R&D Tax Incentive

The Research & Development Tax Incentive (R&DTI) is a benefit under the tax laws for companies undertaking certain activities that meet legal definitions of R&D. For eligible entities, the expenditure on those activities is calculated and declared as part of the company tax return each year.

R&D expenditure must be at least $20,000 to qualify, unless it has been incurred to an RSP or CRC.

For companies with an aggregated turnover of <$20m the R&DTI provides a refundable offset equivalent to 43.5% of the eligible expenditure.

Companies that have an aggregated turnover of $20m or more, receive a 38.5% non-refundable offset on eligible R&DTI expenditure up to $100m (this will change in FY22 to a tiered scheme).

That offset reduces the company tax due. The company tax due will have been increased because the R&D expenditure is deducted from being a nominal expenditure, so the net benefit is the difference between the normal company tax rate, and the R&DTI offset rate.

Note that if the company has received government grant funding then an additional recoupment tax applies (regardless of whether the offset is refundable or not), and if the company has incurred eligible R&D expenditure on materials that have been transformed into a product, then a clawback in the form of additional income related to that feedstock amount may also be applied.

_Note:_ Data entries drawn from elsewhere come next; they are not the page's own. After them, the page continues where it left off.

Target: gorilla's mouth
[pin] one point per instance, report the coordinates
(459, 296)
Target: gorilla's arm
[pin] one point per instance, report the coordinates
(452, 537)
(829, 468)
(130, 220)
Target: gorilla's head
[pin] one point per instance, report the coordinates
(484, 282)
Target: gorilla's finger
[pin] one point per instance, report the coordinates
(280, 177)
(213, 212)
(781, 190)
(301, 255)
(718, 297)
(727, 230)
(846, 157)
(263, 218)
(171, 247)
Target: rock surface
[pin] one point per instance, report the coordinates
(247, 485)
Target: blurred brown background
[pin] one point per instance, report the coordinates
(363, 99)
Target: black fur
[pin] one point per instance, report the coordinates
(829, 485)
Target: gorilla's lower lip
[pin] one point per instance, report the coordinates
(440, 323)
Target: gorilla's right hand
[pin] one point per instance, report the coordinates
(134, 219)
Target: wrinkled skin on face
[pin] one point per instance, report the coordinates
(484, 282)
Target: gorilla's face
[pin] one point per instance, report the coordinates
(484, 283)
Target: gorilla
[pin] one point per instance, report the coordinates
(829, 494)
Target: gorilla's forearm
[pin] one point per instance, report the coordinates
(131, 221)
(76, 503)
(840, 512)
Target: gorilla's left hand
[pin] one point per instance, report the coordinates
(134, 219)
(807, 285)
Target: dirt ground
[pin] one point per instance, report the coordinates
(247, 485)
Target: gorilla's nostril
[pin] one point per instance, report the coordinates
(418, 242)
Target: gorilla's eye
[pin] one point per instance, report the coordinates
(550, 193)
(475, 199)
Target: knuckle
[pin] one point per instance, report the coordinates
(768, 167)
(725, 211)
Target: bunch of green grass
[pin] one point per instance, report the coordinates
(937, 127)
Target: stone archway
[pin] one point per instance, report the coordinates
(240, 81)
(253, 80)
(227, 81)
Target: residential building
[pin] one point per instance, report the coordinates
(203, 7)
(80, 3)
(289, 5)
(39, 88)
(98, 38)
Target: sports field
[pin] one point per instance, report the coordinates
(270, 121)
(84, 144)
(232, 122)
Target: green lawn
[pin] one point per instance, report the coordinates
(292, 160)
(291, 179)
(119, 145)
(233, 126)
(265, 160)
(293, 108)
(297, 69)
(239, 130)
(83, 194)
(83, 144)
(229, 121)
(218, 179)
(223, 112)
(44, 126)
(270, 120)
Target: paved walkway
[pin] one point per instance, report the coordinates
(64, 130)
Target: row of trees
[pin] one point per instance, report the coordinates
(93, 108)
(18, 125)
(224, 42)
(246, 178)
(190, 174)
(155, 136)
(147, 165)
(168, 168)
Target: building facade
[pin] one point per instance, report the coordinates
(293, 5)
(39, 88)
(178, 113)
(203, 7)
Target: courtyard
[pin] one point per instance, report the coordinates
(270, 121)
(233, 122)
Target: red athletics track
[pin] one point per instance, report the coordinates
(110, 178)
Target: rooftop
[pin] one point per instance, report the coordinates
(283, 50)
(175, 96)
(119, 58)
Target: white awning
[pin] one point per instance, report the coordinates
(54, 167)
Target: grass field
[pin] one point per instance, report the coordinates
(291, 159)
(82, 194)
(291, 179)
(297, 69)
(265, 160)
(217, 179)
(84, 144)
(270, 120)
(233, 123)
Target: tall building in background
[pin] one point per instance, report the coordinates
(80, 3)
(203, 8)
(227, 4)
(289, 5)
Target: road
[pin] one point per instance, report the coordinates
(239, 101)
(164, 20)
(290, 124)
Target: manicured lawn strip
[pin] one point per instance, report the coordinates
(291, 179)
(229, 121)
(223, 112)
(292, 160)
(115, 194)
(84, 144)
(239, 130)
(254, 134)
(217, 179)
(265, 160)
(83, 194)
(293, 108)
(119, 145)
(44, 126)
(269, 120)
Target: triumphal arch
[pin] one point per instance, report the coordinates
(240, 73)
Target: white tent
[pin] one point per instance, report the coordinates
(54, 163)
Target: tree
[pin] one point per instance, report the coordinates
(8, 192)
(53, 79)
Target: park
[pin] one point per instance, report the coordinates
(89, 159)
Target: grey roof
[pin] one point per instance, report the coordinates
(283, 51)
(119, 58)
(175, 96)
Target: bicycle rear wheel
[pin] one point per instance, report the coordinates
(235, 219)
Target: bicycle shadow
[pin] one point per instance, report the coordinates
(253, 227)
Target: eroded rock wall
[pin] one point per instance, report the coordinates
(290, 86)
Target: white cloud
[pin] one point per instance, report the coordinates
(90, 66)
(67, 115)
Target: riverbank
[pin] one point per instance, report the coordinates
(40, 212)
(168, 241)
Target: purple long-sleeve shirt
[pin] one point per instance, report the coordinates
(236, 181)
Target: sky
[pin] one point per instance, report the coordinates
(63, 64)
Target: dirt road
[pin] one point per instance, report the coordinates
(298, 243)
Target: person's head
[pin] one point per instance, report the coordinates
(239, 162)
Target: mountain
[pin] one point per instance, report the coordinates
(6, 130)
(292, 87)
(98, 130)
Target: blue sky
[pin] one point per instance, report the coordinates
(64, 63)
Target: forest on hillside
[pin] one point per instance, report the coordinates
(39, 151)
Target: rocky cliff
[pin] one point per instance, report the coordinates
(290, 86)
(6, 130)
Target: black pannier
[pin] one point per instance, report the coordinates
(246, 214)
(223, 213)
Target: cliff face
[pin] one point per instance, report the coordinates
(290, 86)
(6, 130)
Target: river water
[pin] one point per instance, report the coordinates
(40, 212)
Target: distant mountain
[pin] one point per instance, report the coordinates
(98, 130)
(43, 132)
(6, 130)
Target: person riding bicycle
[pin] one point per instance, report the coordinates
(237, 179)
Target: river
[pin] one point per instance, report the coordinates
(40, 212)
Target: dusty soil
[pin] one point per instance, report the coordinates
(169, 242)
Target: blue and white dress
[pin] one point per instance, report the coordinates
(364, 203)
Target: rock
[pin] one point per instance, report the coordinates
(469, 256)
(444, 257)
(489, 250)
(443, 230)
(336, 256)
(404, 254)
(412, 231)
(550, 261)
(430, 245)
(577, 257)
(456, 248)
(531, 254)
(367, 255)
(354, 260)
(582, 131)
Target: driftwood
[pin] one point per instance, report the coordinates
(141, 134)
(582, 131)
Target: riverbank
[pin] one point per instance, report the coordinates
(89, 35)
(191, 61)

So what you can get back from participation in the scheme (and also to consider how much time you are willing to put into it, and how much you will pay for assistance) needs to be assessed against the net benefit less any clawbacks.

It is important to understand that cashing out tax losses is not a permanent benefit of the scheme (the company would get that benefit as a reduction in tax once it becomes profitable). The access to cash in this manner is often vital to the cashflow needs of a young company, but the net benefit is what it is worth to the company over the longer term.

It is also important to understand that if owners are deriving dividends, then applying the R&DTI will reduce the franking credits (because the tax hasn’t been paid). This reduces the value of those dividends and should be taken into account when evaluating the benefit of participation.

The base rate entity company tax rates were reduced to 26% in FY21 and 25% in FY22. With a 43.5% offset, this has increased the net benefit to 18.5% which is great news for small businesses. From FY22 onwards, the rate is pegged at 18.5% above the company tax rate, so that it isn’t necessary to adjust the R&D offset rate if the company tax rate or thresholds change.

The large company offset became a tiered system on 1 July 2021.

In a peculiarity of the tax laws, if your aggregated turnover is less than $20m but the income is more than 80% passive, then the company does not qualify as a base rate entity (so pays the 30% corporate tax rate), but for FY22 onwards, still qualifies for the +18.5% refundable offset because the passive income test is not included in the R&DTI threshold assessment. If you are also in sufficient tax losses, you could therefore cash out at 48.5%, although we suspect that combination of circumstances to be extremely rare.